Otherwise, it is used as is: if it does not begin with a slash, it is
construed from the current directory.

   If no argument is given, the default dictionary will be used.

use_personal_dictionary([dictionary])
-------------------------------------

   Specifies what personal dictionary to use instead of the default.

   Dictionary names are actually file names, and are searched for
according to the following rule: if the name begins with a slash, it is
used as is (i.e. it is an absolute path name). Otherwise, it is construed
as relative to the user's home directory ($HOME).
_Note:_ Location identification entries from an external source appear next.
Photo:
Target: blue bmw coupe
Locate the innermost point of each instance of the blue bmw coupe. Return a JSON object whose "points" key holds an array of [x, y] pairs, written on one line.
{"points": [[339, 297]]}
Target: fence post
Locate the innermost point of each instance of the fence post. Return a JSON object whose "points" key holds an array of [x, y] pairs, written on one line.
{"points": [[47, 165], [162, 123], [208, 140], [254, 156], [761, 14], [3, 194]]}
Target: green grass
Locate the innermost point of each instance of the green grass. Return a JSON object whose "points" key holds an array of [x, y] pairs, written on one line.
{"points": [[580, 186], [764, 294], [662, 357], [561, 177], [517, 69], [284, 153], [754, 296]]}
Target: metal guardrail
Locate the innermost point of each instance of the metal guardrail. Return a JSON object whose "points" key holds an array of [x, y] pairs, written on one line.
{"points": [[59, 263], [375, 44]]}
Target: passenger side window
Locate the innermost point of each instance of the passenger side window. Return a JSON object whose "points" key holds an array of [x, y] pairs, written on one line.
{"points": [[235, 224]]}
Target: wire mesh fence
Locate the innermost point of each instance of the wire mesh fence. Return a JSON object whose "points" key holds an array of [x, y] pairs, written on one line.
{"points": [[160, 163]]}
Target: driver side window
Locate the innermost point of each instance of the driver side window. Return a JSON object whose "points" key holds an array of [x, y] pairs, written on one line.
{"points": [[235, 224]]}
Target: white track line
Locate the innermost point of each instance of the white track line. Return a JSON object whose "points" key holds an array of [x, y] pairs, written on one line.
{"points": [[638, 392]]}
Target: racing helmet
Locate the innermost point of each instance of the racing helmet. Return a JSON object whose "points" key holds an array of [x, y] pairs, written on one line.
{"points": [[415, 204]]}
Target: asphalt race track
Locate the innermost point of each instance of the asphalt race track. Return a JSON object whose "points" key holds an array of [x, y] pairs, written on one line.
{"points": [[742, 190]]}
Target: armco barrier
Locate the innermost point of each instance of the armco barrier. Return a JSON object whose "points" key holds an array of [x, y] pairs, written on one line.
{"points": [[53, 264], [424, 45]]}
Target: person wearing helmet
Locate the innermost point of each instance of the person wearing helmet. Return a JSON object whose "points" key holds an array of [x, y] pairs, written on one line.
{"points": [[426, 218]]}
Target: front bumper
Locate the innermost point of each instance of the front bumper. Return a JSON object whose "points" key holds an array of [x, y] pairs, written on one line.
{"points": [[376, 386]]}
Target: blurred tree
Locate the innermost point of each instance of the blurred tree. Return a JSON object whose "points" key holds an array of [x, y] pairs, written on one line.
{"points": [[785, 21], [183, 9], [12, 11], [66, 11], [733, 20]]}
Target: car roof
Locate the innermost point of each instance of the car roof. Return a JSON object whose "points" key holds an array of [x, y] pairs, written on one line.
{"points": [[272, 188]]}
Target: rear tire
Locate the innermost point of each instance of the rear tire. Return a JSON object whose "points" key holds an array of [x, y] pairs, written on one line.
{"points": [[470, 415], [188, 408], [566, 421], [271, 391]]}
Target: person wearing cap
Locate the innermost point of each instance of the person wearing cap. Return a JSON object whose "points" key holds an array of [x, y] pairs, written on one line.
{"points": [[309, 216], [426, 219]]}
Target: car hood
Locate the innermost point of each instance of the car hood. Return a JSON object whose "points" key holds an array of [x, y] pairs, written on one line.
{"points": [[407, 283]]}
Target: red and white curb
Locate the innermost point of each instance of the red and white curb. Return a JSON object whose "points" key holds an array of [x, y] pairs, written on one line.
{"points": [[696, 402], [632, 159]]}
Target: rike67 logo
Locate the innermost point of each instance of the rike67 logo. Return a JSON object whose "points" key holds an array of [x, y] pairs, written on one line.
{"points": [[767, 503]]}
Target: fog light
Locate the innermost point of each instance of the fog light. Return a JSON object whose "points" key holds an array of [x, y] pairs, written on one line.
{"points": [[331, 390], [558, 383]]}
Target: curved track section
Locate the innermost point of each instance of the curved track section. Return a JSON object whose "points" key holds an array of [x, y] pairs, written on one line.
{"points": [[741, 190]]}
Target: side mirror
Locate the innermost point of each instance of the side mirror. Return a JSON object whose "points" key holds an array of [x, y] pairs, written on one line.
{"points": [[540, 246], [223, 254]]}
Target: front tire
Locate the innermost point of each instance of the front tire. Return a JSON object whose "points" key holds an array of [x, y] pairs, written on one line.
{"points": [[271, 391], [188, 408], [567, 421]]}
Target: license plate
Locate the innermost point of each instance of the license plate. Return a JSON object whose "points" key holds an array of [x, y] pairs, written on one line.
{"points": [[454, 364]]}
   If no argument is given, the default personal dictionary will be used.

FUTURE ENHANCEMENTS
===================

   ispell options:

     -w chars
            Specify additional characters that can be part of a word.

DEPENDENCIES
============

   Lingua::Ispell uses the external program ispell, which is the
"International Ispell", available at

     http://fmg-www.cs.ucla.edu/geoff/ispell.html

   as well as various archives and mirrors, such as

     ftp://ftp.math.orst.edu/pub/ispell-3.1/

   This is a very popular program, and may already be installed on your
system.

   Lingua::Ispell also uses the standard perl modules FileHandle,
IPC::Open2, and Carp.

AUTHOR
======

   jdporter@min.net (John Porter)

COPYRIGHT
=========

   This module is free software; you may redistribute it and/or modify it
under the same terms as Perl itself.